Another thing I'd like to see in MPS is support for encoding into indirect compute commands. I recently thought of plans for how to add a Metal backend to DL4S, a deep learning framework for Swift. This requires commands to be dispatched semi-eagerly, where you can't pre-compile them into graphs like with MPSGraph. Being able to utilize indirect command buffers in a JIT compiler like XLA (tensorflow.org/xla) would provide opportunities to reduce encoding overhead.
This isn't encouraged by Apple, but I found a way to load the raw MPS shaders by peering into a private Metallib directory accessible from public APIs. I'll go into as little detail as possible for obvious reasons, but it was possible to create compute pipeline states from MPS shaders. If I had studied them longer, I could have made an indirect command buffer workflow using them. However, there are numerous details about MPS's internals that I don't know, so I might accidentally do something unsafe. The reason I'm saying this is because it proves the MPS team can theoretically pull this off - they just need to expose a safe public API for it. There is also a precedent for unique features geared toward rare performance use cases - MTLCommandQueue.makeCommandBufferWithUnretainedReferences()
.
I ended up scrapping plans for ICBs in because I would need entirely custom shaders to securely execute GPU work, and Apple's MMX shaders far outperformed mine. With that restriction gone, I readily changed my plans to use MPS. For more context on how this played out, you can check out some of the closed issues under the DL4S Evolution repository. I later shifted my efforts to Swift for TensorFlow, so that repo shouldn't experience major updates in the future.

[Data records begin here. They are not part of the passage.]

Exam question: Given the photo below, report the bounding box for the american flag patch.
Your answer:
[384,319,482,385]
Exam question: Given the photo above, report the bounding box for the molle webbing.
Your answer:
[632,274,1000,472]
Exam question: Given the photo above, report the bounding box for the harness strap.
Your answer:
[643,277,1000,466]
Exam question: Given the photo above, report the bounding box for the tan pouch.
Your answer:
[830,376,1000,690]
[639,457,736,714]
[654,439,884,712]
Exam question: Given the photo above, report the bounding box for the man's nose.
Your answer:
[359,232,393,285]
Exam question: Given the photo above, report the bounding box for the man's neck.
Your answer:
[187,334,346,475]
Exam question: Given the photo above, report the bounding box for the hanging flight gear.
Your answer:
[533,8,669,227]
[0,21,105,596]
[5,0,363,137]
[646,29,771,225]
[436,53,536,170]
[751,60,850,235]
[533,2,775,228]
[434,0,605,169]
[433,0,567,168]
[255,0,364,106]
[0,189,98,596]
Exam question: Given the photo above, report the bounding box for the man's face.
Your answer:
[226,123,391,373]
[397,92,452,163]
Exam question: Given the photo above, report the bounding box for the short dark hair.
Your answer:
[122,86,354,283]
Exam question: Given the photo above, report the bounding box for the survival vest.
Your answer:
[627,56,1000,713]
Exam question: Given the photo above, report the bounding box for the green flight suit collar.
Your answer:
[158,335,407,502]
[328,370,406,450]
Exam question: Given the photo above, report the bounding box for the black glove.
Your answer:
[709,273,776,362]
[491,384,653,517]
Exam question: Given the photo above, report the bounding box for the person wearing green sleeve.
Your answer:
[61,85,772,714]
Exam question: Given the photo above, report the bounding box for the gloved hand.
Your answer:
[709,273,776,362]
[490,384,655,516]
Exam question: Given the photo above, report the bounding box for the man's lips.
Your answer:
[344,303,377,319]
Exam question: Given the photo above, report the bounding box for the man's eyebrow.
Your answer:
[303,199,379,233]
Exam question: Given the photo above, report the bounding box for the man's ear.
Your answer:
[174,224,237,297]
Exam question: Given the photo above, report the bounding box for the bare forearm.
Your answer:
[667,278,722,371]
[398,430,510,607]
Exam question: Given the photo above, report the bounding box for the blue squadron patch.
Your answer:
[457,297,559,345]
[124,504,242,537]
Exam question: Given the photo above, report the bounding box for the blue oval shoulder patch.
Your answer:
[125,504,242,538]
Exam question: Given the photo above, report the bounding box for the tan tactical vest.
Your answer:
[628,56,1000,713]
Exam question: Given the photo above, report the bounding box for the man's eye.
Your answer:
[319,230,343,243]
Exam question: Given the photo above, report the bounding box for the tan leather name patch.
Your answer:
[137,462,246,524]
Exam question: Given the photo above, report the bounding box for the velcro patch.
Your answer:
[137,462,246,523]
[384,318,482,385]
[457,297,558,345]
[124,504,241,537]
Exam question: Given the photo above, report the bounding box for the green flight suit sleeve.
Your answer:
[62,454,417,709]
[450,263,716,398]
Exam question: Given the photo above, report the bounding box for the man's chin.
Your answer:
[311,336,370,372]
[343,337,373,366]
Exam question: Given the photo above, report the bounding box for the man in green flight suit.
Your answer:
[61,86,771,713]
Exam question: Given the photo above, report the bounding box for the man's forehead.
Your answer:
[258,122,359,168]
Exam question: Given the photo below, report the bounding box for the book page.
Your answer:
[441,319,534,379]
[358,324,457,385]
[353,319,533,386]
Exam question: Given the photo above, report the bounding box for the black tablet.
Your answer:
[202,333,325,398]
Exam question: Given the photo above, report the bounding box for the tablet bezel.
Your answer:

I'm debating whether I should jump-start MetalFFT now, while I wait for the S4TF project to gain momentum in the Swift community (also to help out @CaptainHarlock). I would structure its API similarly to MPS, but you need to input either a MTLComputeCommandEncoder
or a MTLIndirectComputeCommand
instead of kernel.encode(commandBuffer:, ...)
. Perhaps the completion of MetalFFT will help the MPS team better understand my suggestion about ICBs. To the Graphics and Games Engineer responding to this post - could you route the info about MetalFFT and ICBs to the MPS team?